To help banks tide over the prevailing tight liquidity conditions in the call money market, the Reserve Bank of India on Wednesday did away the obligation that requires them to seek a specific waiver for default in compliance of minimum holding of government securities when they borrow under the marginal standing facility. In May 2011, banks were allowed to borrow overnight from its marginal standing facility (currently at an interest rate of 9.50 per cent) against their excess government securities holdings as an additional liquidity enhancement measure.
They could also dip a percentage point below the statutory requirement of holding government at 24 per cent of deposits, provided they sought a specific waiver for default in compliance of the limit.
The latest RBI measure on MSF comes at a time when call money rates shot up to trade in 9.45-9.75 per cent range on Wednesday.
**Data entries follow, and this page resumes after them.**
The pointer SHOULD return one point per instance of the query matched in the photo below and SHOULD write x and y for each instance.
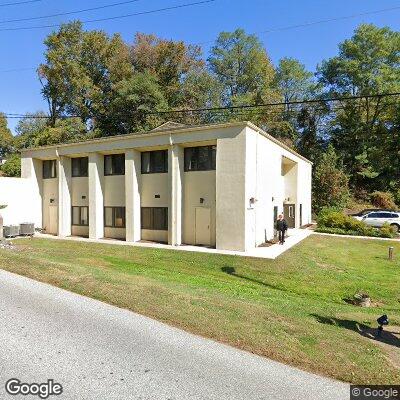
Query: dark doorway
(289, 214)
(301, 215)
(274, 220)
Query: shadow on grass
(231, 271)
(386, 336)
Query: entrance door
(274, 220)
(289, 214)
(202, 226)
(53, 220)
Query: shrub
(330, 220)
(330, 183)
(383, 200)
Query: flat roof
(169, 131)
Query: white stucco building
(217, 185)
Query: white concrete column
(132, 193)
(64, 196)
(31, 169)
(175, 182)
(96, 196)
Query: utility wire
(232, 108)
(112, 18)
(68, 12)
(18, 3)
(318, 22)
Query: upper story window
(114, 217)
(154, 162)
(80, 166)
(49, 169)
(200, 158)
(114, 164)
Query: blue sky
(22, 50)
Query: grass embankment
(291, 309)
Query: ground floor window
(80, 216)
(114, 217)
(155, 218)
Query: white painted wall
(16, 194)
(264, 182)
(230, 193)
(198, 184)
(248, 166)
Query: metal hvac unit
(27, 229)
(11, 231)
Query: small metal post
(391, 253)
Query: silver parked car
(378, 218)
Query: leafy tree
(135, 98)
(28, 129)
(301, 122)
(367, 64)
(241, 64)
(12, 167)
(6, 137)
(81, 72)
(243, 68)
(169, 61)
(64, 131)
(294, 81)
(330, 184)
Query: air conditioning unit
(27, 229)
(11, 231)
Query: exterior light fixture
(383, 320)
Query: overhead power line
(232, 108)
(6, 21)
(112, 18)
(318, 22)
(18, 3)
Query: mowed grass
(291, 309)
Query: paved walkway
(356, 237)
(97, 351)
(271, 252)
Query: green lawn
(291, 309)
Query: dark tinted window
(80, 166)
(154, 162)
(200, 158)
(114, 217)
(154, 218)
(49, 169)
(114, 164)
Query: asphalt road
(97, 351)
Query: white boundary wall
(16, 193)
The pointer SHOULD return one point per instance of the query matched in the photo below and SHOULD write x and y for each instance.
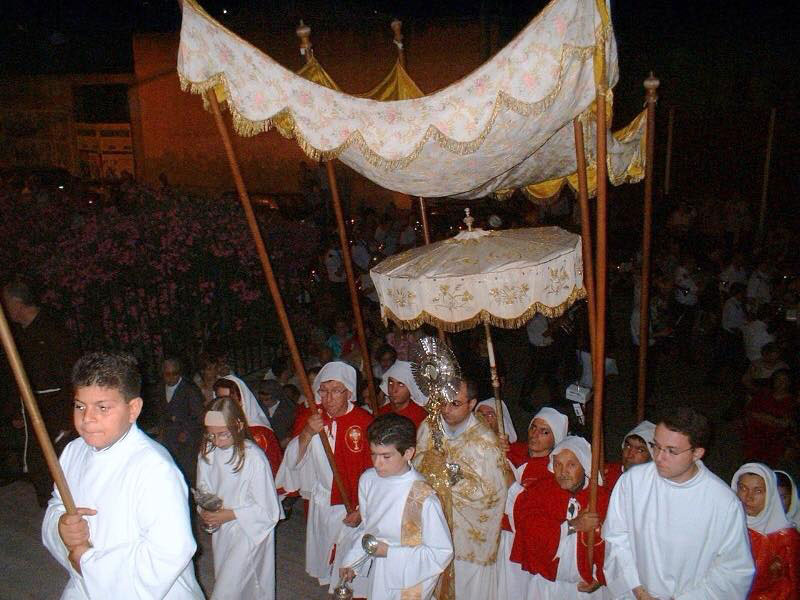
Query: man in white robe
(673, 528)
(477, 497)
(405, 516)
(132, 537)
(305, 468)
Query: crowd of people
(458, 506)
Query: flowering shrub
(149, 272)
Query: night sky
(723, 64)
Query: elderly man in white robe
(673, 528)
(305, 468)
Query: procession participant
(403, 513)
(479, 478)
(488, 410)
(789, 497)
(674, 529)
(405, 397)
(635, 451)
(258, 423)
(233, 468)
(773, 539)
(305, 466)
(547, 429)
(552, 520)
(131, 537)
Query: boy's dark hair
(393, 430)
(690, 423)
(116, 370)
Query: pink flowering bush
(150, 273)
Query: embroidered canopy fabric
(499, 277)
(490, 130)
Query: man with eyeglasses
(305, 468)
(635, 451)
(674, 529)
(478, 483)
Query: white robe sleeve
(149, 566)
(296, 473)
(258, 510)
(619, 565)
(732, 570)
(414, 564)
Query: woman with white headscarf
(789, 497)
(530, 459)
(774, 541)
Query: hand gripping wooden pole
(344, 243)
(272, 285)
(34, 416)
(651, 85)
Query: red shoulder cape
(413, 411)
(538, 514)
(777, 558)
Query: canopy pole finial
(468, 220)
(397, 28)
(303, 31)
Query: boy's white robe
(686, 541)
(142, 543)
(244, 549)
(382, 502)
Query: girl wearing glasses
(234, 468)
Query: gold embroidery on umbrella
(510, 294)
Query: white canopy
(499, 277)
(507, 124)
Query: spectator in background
(181, 412)
(279, 408)
(48, 353)
(756, 334)
(206, 376)
(759, 286)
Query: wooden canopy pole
(397, 28)
(599, 351)
(426, 232)
(32, 408)
(498, 403)
(668, 164)
(344, 243)
(272, 284)
(586, 235)
(651, 85)
(765, 185)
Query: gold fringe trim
(485, 316)
(285, 123)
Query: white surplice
(382, 502)
(142, 543)
(686, 541)
(313, 478)
(244, 549)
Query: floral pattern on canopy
(498, 277)
(491, 130)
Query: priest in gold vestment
(467, 468)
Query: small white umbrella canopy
(502, 278)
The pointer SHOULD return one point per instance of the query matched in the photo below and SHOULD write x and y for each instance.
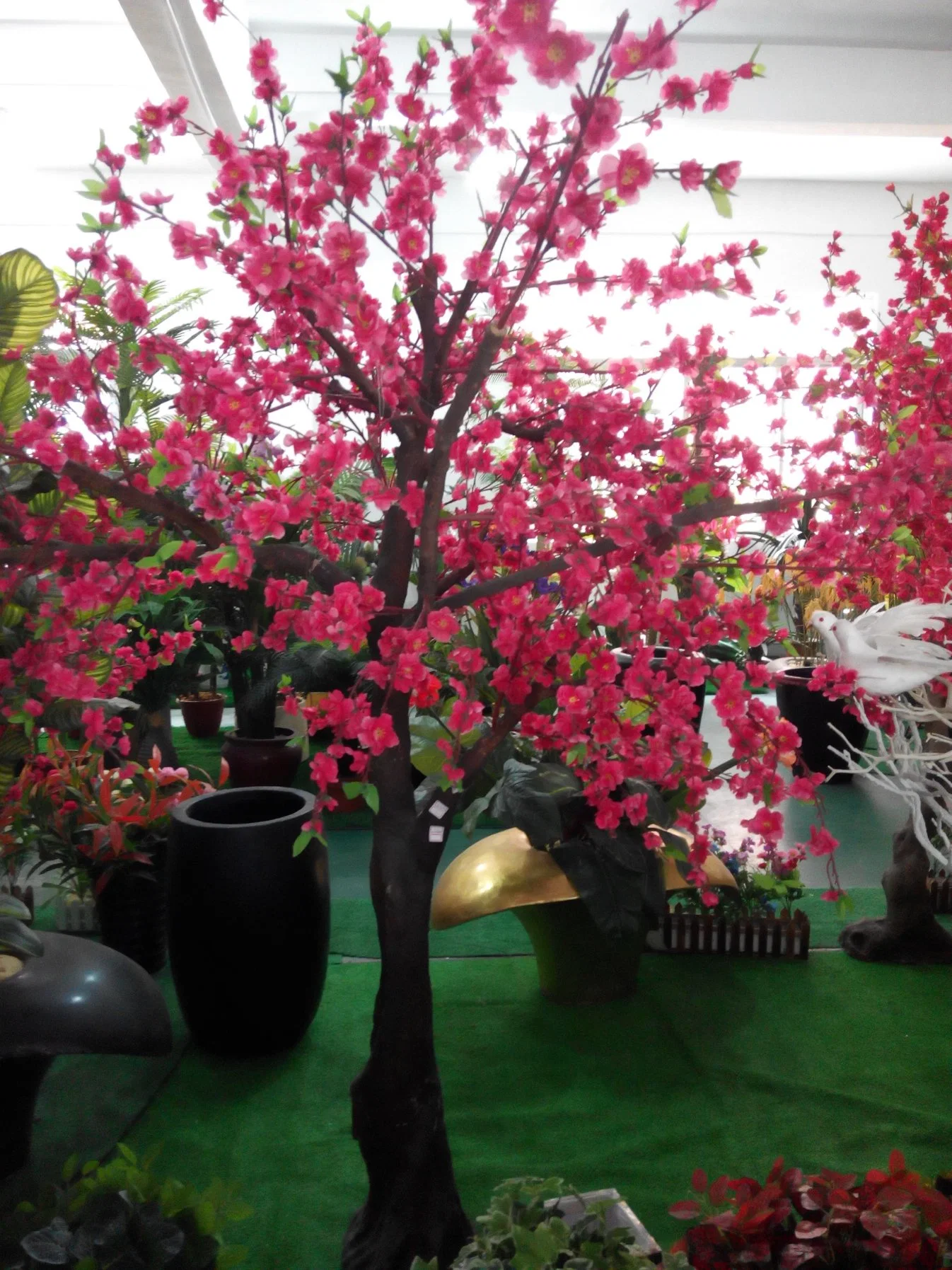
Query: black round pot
(202, 715)
(262, 760)
(249, 921)
(815, 717)
(132, 912)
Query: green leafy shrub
(523, 1233)
(121, 1217)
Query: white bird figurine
(881, 647)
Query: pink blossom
(377, 734)
(268, 270)
(412, 243)
(344, 248)
(691, 174)
(627, 174)
(728, 173)
(717, 86)
(525, 21)
(554, 56)
(680, 92)
(442, 625)
(822, 842)
(655, 52)
(265, 519)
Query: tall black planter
(815, 717)
(249, 923)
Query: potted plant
(83, 818)
(260, 751)
(757, 917)
(121, 1213)
(886, 1218)
(536, 1225)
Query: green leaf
(159, 471)
(28, 299)
(720, 198)
(301, 841)
(698, 495)
(204, 1217)
(14, 393)
(228, 560)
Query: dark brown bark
(413, 1207)
(908, 934)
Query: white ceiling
(854, 23)
(857, 93)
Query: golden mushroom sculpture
(576, 963)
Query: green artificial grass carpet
(353, 930)
(717, 1063)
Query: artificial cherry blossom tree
(482, 469)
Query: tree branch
(348, 362)
(711, 511)
(447, 432)
(272, 557)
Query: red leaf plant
(79, 814)
(833, 1220)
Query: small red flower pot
(202, 714)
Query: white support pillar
(177, 47)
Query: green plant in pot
(538, 1223)
(161, 621)
(586, 896)
(122, 1214)
(260, 751)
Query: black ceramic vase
(249, 921)
(131, 911)
(815, 718)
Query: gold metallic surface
(506, 872)
(715, 870)
(495, 874)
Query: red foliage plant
(833, 1220)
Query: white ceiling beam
(177, 47)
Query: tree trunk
(909, 933)
(413, 1207)
(153, 731)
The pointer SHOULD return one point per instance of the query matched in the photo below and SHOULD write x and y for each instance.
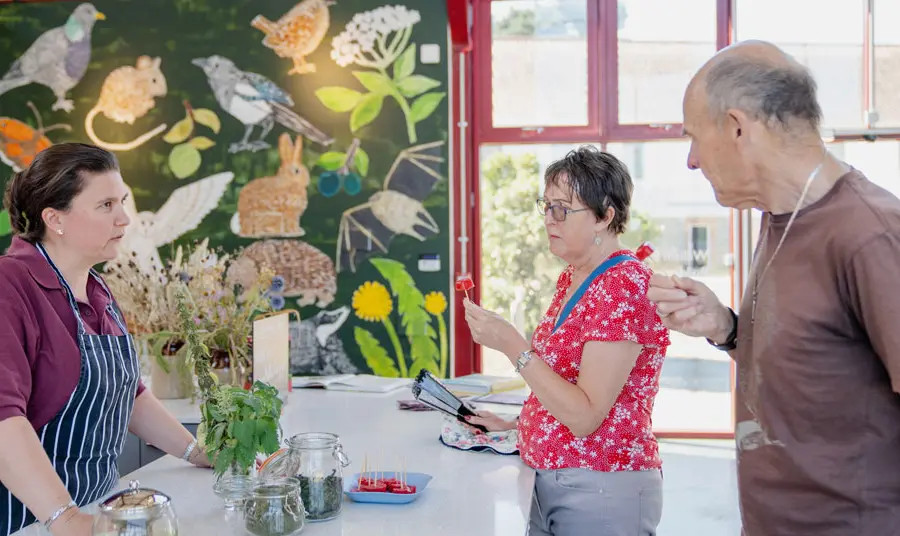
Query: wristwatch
(731, 341)
(523, 360)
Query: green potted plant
(236, 424)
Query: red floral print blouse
(614, 308)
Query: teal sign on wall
(311, 136)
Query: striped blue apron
(85, 439)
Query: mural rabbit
(272, 206)
(307, 272)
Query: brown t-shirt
(818, 414)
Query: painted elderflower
(364, 40)
(379, 41)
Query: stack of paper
(480, 384)
(364, 383)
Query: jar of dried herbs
(317, 460)
(275, 508)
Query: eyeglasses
(558, 212)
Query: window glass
(887, 63)
(661, 45)
(539, 63)
(832, 47)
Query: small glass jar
(136, 512)
(275, 508)
(317, 460)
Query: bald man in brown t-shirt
(817, 337)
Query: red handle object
(644, 251)
(464, 283)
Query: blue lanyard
(607, 264)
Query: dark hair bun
(54, 178)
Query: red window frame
(602, 128)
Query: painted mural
(304, 138)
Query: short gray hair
(780, 94)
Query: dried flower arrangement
(222, 313)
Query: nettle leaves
(413, 93)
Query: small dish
(419, 480)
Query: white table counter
(471, 493)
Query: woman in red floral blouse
(593, 363)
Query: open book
(364, 383)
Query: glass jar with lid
(317, 460)
(136, 512)
(275, 508)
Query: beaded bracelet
(187, 452)
(56, 515)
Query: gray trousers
(581, 502)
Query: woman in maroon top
(71, 387)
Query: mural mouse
(316, 348)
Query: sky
(773, 20)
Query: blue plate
(419, 480)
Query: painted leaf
(184, 160)
(415, 320)
(179, 131)
(331, 160)
(416, 85)
(425, 354)
(376, 356)
(201, 143)
(424, 106)
(338, 99)
(374, 82)
(366, 111)
(5, 226)
(406, 63)
(208, 118)
(361, 162)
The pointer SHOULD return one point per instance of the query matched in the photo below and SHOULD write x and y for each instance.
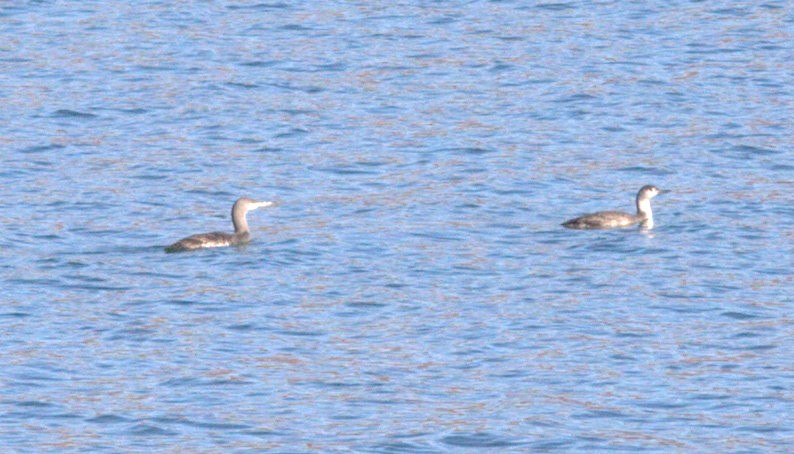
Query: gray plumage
(618, 219)
(241, 233)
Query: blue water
(413, 291)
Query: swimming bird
(617, 219)
(241, 233)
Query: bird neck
(239, 220)
(644, 209)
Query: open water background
(413, 291)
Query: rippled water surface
(413, 290)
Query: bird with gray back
(619, 219)
(241, 233)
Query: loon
(617, 219)
(241, 234)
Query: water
(413, 291)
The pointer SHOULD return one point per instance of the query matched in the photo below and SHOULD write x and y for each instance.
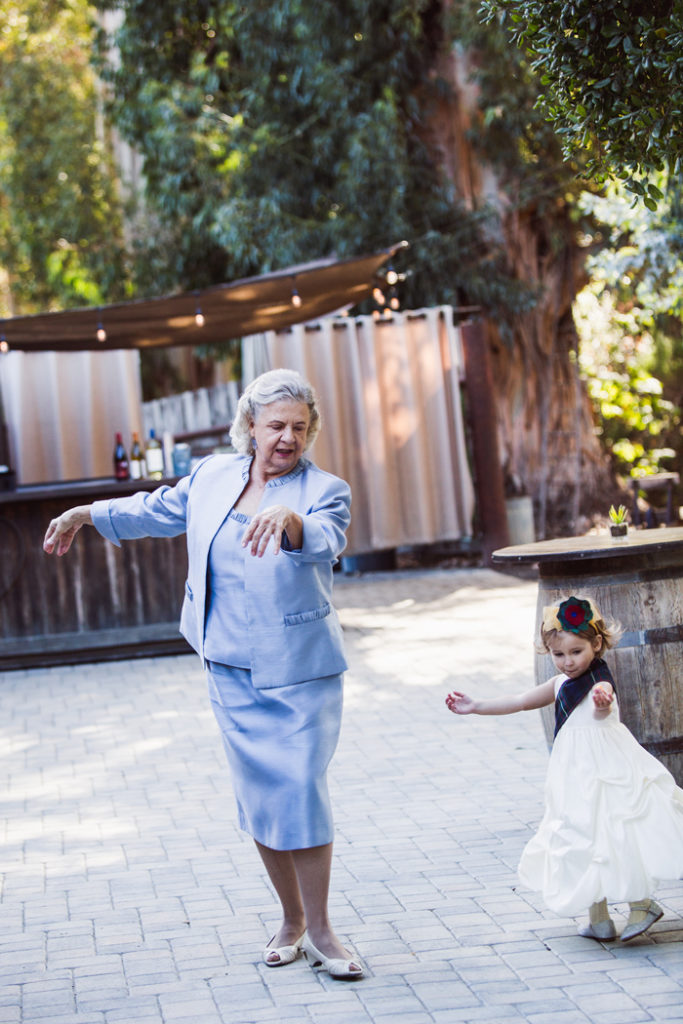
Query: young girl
(613, 822)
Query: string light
(199, 315)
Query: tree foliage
(59, 214)
(631, 322)
(612, 75)
(284, 130)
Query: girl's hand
(602, 697)
(271, 524)
(460, 704)
(61, 530)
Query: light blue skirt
(279, 743)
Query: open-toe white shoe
(284, 954)
(336, 967)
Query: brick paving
(129, 896)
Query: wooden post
(483, 423)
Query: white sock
(598, 912)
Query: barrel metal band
(646, 638)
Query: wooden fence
(190, 411)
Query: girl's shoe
(280, 955)
(652, 913)
(335, 966)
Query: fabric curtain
(62, 411)
(392, 423)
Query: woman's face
(571, 653)
(280, 430)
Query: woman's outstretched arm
(61, 530)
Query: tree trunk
(548, 443)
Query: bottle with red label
(121, 466)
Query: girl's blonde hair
(274, 385)
(582, 616)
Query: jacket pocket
(297, 617)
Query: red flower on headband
(573, 614)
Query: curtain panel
(392, 420)
(62, 411)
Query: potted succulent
(619, 527)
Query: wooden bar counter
(96, 602)
(638, 582)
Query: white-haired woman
(264, 528)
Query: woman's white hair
(274, 385)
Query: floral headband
(571, 615)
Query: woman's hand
(270, 524)
(460, 704)
(61, 530)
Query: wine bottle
(121, 468)
(155, 458)
(137, 465)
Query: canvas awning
(231, 310)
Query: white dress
(613, 822)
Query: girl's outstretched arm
(540, 696)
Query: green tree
(631, 322)
(283, 130)
(612, 78)
(59, 214)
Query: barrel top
(593, 546)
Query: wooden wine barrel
(639, 584)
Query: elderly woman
(264, 528)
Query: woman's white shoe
(336, 967)
(280, 955)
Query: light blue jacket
(294, 633)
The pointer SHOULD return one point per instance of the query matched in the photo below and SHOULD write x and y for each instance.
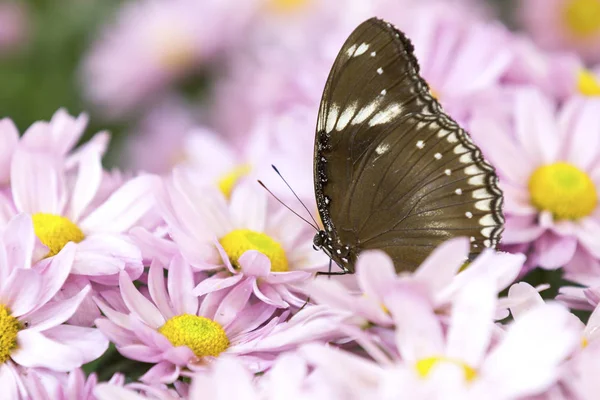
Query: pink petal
(418, 330)
(56, 312)
(36, 350)
(248, 206)
(124, 207)
(471, 323)
(88, 181)
(9, 137)
(254, 263)
(554, 251)
(216, 282)
(37, 182)
(443, 263)
(180, 284)
(163, 372)
(158, 293)
(138, 304)
(90, 342)
(535, 125)
(267, 294)
(21, 292)
(233, 303)
(375, 273)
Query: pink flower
(14, 27)
(58, 136)
(58, 202)
(564, 24)
(547, 162)
(152, 43)
(439, 278)
(34, 333)
(468, 358)
(177, 331)
(241, 241)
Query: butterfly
(392, 171)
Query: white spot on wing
(351, 50)
(365, 112)
(361, 49)
(346, 116)
(386, 115)
(332, 115)
(382, 148)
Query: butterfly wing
(392, 170)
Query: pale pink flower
(439, 278)
(58, 137)
(58, 202)
(153, 43)
(463, 359)
(177, 331)
(564, 24)
(547, 161)
(215, 235)
(14, 26)
(34, 332)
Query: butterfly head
(342, 255)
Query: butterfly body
(392, 171)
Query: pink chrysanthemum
(547, 161)
(33, 333)
(439, 277)
(177, 331)
(564, 24)
(239, 239)
(58, 202)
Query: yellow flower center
(425, 365)
(55, 231)
(287, 6)
(174, 49)
(582, 17)
(9, 327)
(564, 190)
(239, 241)
(587, 83)
(203, 336)
(228, 181)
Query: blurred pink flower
(564, 24)
(175, 330)
(14, 26)
(58, 137)
(161, 132)
(547, 162)
(152, 43)
(463, 359)
(59, 205)
(33, 331)
(249, 245)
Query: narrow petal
(157, 289)
(38, 183)
(36, 350)
(87, 183)
(180, 285)
(126, 206)
(375, 273)
(471, 322)
(138, 304)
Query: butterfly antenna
(286, 206)
(297, 198)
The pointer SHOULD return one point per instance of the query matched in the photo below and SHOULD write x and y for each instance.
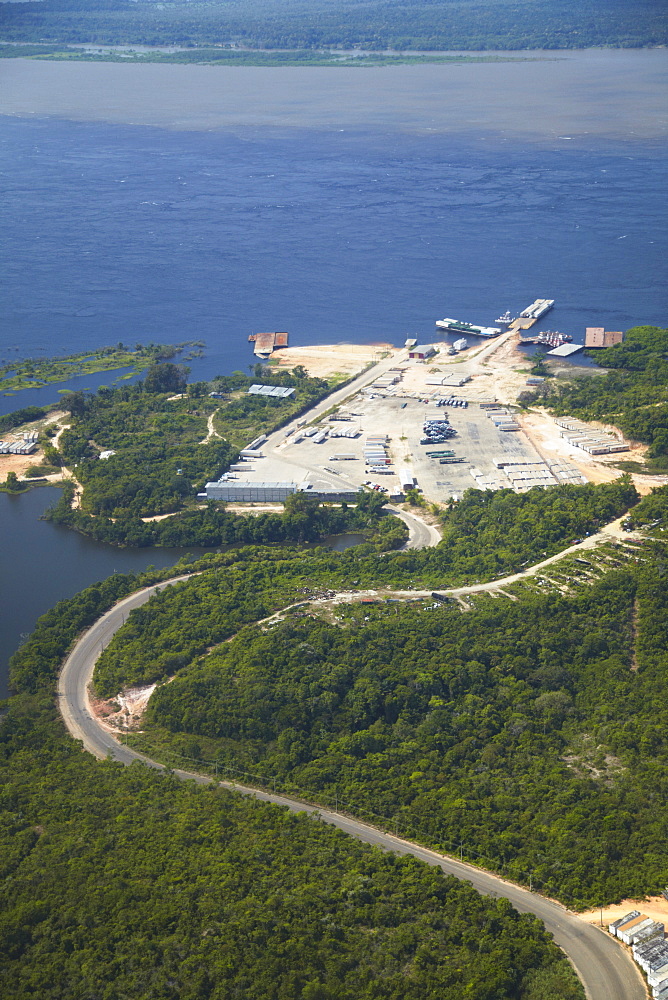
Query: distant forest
(346, 24)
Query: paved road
(420, 534)
(605, 969)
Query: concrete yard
(395, 397)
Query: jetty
(265, 343)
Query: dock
(265, 343)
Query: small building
(597, 336)
(422, 351)
(407, 479)
(278, 391)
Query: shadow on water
(44, 563)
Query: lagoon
(170, 203)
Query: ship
(265, 343)
(548, 338)
(458, 326)
(537, 309)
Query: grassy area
(218, 56)
(33, 373)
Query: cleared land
(495, 371)
(330, 360)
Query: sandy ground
(133, 703)
(655, 907)
(21, 463)
(325, 360)
(543, 433)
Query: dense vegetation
(633, 394)
(652, 510)
(32, 373)
(410, 24)
(529, 732)
(165, 635)
(225, 56)
(127, 882)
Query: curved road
(605, 969)
(420, 534)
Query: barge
(458, 326)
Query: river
(172, 203)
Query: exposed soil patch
(125, 711)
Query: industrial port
(438, 418)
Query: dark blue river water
(361, 216)
(116, 232)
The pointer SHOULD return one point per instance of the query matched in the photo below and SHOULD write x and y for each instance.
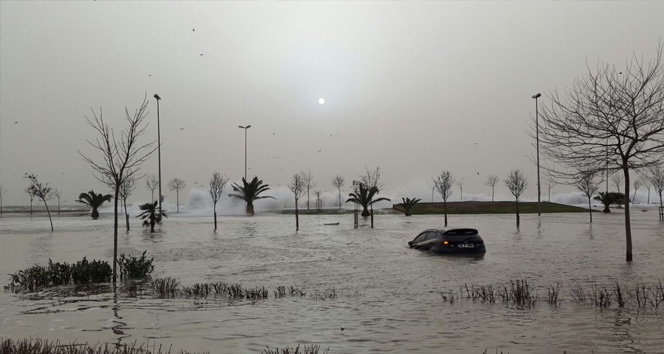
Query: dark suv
(462, 240)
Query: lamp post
(156, 96)
(539, 190)
(245, 148)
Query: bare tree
(617, 179)
(492, 181)
(637, 185)
(657, 180)
(444, 183)
(126, 188)
(3, 191)
(338, 182)
(152, 183)
(610, 119)
(516, 182)
(31, 194)
(308, 183)
(57, 194)
(120, 159)
(217, 186)
(41, 191)
(646, 183)
(177, 185)
(588, 186)
(297, 185)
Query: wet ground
(388, 296)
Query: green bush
(135, 268)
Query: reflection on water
(389, 296)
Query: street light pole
(245, 148)
(539, 190)
(156, 96)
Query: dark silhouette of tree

The tightness in the money markets comes in the wake of outflows from banks due to advance tax payments by India Inc on December 15.
On December 15, banks borrowed Rs 1,11,845 crore from the RBI under its repo window. The tightness in the money markets has prevailed since then. On Wednesday, the banks borrowed Rs 1,64,915 crore from the RBI.
“Generally, call money hovers around the 7.50-8.50 per cent band. However, today it jumped to 9.45-9.75 per cent due to funds crunch in the banking system,” said the treasury head of a public sector bank.
Banks now can take advantage of the arbitrage between MSF and call money. They can borrow from the MSF at 9.50 per cent and deploy the funds in call money at 9.65-9.75 per cent, he explained.